I wanted to pursue ideas of exploring more of the unknown, which is, of course, what research is tasked with doing.
But the sort of path into neuroscience was sort of an odd one. I got really passionate about philosophy, so I double majored in biology and philosophy, but I spent a lot of time in the philosophy department. Got really into questions of philosophy of mind. How do we know that we even exist? How do I know that you exist. But over time, I got a bit frustrated that I couldn't definitively test them or answer them with experiments.
So at that point, I decided to invest a lot more heavily in the biology side of my college education. I joined a laboratory, and my passion for neuroscience really took off from there. And I headed off to Harvard for graduate school, where I studied neuroscience.
And there at Harvard, I really became passionate about developmental neuroscience, how the brain is built. What are the molecular cues that control how different types of cells organize themselves and connect to each other to build the brain and all of its functions.
After I got my PhD, I joined a lab as a post doc at Columbia University, where we were really at the cusp of now being able to use these genetic and molecular tools to ask questions about functions. So in my field, we call this systems neuroscience.
My mom's work in electrical engineering ended up having a big influence on the science I'm doing now because it turns out that the kinds of questions I ask in how the brain controls the body are very similar to a lot of engineering questions. So when I go home and visit, I see these old textbooks on the bookshelf from my mom's classes and I ask if I can borrow them. Control theory engineering has a big impact on the kinds of questions we ask.
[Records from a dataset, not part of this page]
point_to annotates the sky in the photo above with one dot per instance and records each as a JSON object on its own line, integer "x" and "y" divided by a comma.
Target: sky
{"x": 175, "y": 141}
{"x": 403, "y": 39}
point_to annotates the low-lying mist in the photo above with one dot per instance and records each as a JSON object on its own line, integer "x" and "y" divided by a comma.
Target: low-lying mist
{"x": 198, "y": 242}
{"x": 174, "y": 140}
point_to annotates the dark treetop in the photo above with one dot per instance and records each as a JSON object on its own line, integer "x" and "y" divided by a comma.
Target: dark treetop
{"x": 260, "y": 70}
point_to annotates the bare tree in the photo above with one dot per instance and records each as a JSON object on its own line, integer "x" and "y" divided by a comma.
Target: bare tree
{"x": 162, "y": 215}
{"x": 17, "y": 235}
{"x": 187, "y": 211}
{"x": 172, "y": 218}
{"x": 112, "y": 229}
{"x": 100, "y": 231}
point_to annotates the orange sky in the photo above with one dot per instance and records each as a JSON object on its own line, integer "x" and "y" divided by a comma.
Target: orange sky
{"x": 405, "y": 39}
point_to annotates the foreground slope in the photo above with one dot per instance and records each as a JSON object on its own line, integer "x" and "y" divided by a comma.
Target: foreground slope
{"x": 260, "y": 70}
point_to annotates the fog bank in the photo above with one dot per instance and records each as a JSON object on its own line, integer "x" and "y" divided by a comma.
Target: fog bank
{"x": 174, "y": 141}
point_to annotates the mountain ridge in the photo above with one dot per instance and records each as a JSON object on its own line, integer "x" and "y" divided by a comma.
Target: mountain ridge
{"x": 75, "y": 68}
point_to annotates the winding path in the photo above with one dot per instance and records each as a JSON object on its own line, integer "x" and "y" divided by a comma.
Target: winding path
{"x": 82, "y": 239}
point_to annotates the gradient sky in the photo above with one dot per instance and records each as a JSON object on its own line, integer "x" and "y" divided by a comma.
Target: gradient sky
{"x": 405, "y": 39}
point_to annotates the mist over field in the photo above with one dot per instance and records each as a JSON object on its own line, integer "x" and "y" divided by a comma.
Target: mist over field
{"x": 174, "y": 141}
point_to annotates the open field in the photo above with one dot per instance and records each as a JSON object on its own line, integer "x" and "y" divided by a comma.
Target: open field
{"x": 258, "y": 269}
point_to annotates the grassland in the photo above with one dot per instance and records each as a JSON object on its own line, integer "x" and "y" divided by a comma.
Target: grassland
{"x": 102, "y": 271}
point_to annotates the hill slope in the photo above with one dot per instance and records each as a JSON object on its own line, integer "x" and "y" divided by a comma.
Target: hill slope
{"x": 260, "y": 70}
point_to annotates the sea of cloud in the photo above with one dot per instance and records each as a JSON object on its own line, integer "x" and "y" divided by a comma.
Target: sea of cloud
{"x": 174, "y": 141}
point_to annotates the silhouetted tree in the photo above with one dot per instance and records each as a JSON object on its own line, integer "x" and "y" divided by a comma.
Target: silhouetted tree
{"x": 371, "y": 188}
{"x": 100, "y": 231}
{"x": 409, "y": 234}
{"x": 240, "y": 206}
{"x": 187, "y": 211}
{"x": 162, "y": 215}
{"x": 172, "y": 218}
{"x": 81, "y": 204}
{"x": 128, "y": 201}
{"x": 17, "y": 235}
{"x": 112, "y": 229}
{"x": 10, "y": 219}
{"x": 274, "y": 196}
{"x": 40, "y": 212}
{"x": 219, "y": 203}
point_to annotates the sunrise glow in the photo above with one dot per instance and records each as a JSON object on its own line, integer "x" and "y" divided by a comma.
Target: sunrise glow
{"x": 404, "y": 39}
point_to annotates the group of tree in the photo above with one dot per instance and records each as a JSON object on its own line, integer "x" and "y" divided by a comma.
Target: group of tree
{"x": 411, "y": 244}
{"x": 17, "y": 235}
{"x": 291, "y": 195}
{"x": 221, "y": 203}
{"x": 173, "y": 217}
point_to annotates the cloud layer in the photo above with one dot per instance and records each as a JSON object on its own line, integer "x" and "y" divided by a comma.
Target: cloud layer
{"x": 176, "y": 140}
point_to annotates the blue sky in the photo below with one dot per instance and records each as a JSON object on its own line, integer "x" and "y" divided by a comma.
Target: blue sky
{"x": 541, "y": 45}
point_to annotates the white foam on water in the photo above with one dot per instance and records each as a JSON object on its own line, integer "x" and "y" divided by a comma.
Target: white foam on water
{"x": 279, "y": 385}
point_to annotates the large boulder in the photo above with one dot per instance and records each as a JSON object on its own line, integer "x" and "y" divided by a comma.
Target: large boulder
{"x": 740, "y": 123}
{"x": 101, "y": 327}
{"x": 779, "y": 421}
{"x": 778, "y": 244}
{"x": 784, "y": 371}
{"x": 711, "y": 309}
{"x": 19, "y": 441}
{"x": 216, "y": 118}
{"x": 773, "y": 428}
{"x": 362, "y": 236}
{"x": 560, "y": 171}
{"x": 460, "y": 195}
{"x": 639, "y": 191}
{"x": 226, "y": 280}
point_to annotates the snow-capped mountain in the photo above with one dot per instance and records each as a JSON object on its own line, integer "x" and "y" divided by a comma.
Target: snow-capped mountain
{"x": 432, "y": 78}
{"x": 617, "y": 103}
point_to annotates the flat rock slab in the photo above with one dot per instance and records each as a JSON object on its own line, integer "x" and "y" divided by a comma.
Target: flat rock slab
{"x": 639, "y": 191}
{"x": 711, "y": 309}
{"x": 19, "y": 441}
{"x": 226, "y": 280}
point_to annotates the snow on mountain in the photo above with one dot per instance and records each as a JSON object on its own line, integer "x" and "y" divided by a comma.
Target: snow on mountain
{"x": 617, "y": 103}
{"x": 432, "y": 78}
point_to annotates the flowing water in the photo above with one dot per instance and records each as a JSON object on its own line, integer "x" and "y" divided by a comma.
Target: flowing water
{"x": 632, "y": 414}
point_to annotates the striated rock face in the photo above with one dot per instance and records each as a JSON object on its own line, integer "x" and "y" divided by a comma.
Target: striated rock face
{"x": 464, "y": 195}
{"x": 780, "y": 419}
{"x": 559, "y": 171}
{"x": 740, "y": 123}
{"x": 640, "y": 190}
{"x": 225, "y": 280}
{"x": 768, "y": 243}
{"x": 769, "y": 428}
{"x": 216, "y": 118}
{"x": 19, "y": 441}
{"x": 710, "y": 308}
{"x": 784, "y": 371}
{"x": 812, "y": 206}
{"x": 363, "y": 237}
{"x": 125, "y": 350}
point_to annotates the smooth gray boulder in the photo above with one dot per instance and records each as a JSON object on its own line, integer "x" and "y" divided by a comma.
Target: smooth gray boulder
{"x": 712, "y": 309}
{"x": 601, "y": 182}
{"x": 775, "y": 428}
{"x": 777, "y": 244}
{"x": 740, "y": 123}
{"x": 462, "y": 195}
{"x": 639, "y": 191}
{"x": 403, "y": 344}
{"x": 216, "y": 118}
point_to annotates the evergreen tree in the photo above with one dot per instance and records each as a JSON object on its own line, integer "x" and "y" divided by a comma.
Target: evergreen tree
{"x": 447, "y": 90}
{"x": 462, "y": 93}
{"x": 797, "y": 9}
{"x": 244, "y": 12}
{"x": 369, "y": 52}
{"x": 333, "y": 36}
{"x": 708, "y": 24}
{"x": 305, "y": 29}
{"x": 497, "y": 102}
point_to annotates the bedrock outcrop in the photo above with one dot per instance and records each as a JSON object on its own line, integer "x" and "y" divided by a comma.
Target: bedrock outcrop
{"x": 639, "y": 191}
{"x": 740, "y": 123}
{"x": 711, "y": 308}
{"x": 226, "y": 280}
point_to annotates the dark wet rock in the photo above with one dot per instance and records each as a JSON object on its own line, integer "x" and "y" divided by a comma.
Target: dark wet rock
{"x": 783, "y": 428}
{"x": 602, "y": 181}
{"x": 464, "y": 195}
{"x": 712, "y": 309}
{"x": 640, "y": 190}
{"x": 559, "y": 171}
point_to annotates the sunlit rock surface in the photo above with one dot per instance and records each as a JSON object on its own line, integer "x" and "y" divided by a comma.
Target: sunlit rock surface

I was looking around the country and had some options. Most of them were large universities with neuroscience departments, where departments like the ones where I did my training, which are fantastic places to deeply immerse yourself in neuroscience.
But Salk was different.
What I realize here is there's no departments. There's no boundaries between disciplines. I was learning more about plant biology and immunology, cancer biology than I ever would have in a department that's focused entirely on one set of questions.
My research focuses on how the brain and the spinal cord control the body. We're fundamentally interested in the control of movement. There's several reasons that we're passionate about this. I think the main reason is, if you think about it, the primary evolutionary driving force of how the nervous system came to be what it is, is movement.
If you don't move appropriately in the world and effectively interact with the environment, there's no reproduction, there's no eating, there's no breathing, there's no escaping from predators. So there's no evolution.
If you think about the many millions of years that have gone into the evolution of the circuits in the brain that control movement, and you compare that to humans, where we've really only had hundreds of thousands of years to evolve some of these more, elaborate human level functions like advanced cognition, and long term planning, complex language. You begin to realize that it's very likely that a lot of these sort of higher order functions, they're built from the same building blocks that movement is built from.
Really, the pieces that the nervous system is using to generate movement, they're sampled by evolution over and over again to build the many, many other functions of the nervous system. The other reason we're really passionate about movement is because a lot of people suffer from degenerative diseases and injury.
I fundamentally believe that until we understand what the pieces are, how they talk to each other, we're not going to be in a very good position for improved diagnosis and eventually repair. So we're trying to figure out what the pieces are, what they do so that we can improve treatment for people who need it.